Concerning Change of Status

17 Nevertheless, each person should live as a believer in whatever situation the Lord has assigned to them, just as God has called them. This is the rule I lay down in all the churches. 18 Was a man already circumcised when he was called? He should not become uncircumcised. Was a man uncircumcised when he was called? He should not be circumcised. 19 Circumcision is nothing and uncircumcision is nothing. Keeping God’s commands is what counts. 20 Each person should remain in the situation they were in when God called them.
21 Were you a slave when you were called? Don’t let it trouble you—although if you can gain your freedom, do so. 22 For the one who was a slave when called to faith in the Lord is the Lord’s freed person; similarly, the one who was free when called is Christ’s slave. 23 You were bought at a price; do not become slaves of human beings. 24 Brothers and sisters, each person, as responsible to God, should remain in the situation they were in when God called them.

Concerning the Unmarried

25 Now about virgins: I have no command from the Lord, but I give a judgment as one who by the Lord’s mercy is trustworthy. 26 Because of the present crisis, I think that it is good for a man to remain as he is. 27 Are you pledged to a woman? Do not seek to be released. Are you free from such a commitment?
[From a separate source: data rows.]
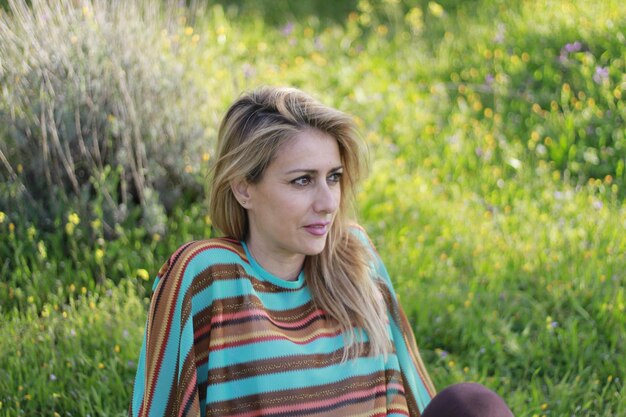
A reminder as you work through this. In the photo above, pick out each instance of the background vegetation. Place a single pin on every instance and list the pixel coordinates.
(496, 194)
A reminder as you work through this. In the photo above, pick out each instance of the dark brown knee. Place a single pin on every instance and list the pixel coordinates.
(467, 400)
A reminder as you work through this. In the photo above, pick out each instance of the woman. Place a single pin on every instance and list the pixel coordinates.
(292, 313)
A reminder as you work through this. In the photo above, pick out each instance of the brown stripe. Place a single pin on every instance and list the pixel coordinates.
(297, 396)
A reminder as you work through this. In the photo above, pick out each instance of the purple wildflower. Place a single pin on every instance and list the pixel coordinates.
(601, 74)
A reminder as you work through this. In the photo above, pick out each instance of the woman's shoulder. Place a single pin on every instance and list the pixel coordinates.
(201, 254)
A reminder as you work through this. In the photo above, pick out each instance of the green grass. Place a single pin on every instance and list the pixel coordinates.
(496, 199)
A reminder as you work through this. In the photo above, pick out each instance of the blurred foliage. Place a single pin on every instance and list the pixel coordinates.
(95, 87)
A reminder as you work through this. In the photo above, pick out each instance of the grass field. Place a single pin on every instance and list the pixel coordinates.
(495, 196)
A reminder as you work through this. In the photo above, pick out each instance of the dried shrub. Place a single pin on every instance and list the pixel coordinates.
(93, 84)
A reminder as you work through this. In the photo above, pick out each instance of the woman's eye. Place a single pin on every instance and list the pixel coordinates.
(302, 181)
(335, 177)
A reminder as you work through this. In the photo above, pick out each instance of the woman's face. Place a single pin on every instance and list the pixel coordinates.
(291, 209)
Do not look for a wife. 28 But if you do marry, you have not sinned; and if a virgin marries, she has not sinned. But those who marry will face many troubles in this life, and I want to spare you this.
29 What I mean, brothers and sisters, is that the time is short. From now on those who have wives should live as if they do not; 30 those who mourn, as if they did not; those who are happy, as if they were not; those who buy something, as if it were not theirs to keep; 31 those who use the things of the world, as if not engrossed in them. For this world in its present form is passing away.
32 I would like you to be free from concern. An unmarried man is concerned about the Lord’s affairs —how he can please the Lord. 33 But a married man is concerned about the affairs of this world—how he can please his wife— 34 and his interests are divided. An unmarried woman or virgin is concerned about the Lord’s affairs: Her aim is to be devoted to the Lord in both body and spirit. But a married woman is concerned about the affairs of this world—how she can please her husband. 35 I am saying this for your own good, not to restrict you, but that you may live in a right way in undivided devotion to the Lord.
36 If anyone is worried that he might not be acting honorably toward the virgin he is engaged to, and if his passions are too strong[b] and he feels he ought to marry, he should do as he wants. He is not sinning. They should get married. 37 But the man who has settled the matter in his own mind, who is under no compulsion but has control over his own will, and who has made up his mind not to marry the virgin—this man also does the right thing. 38 So then, he who marries the virgin does right, but he who does not marry her does better.[c]
39 A woman is bound to her husband as long as he lives. But if her husband dies, she is free to marry anyone she wishes, but he must belong to the Lord. 40 In my judgment, she is happier if she stays as she is—and I think that I too have the Spirit of God.

1 comment:

  1. Leah it's true: you don't need a man to be happy. But with that being said, any man would be blessed to call you his wife someday. You are loving, caring, beautiful, and strong. Whatever happens Leah, stay true to yourself and don't ever let anyone make you feel bad for being single. We have discussed this at length. I love you and I'm so glad we're friends. You don't need to be in a relationship to be happy. It would be nice but it's not a necessity. I love this post. Keep em coming!!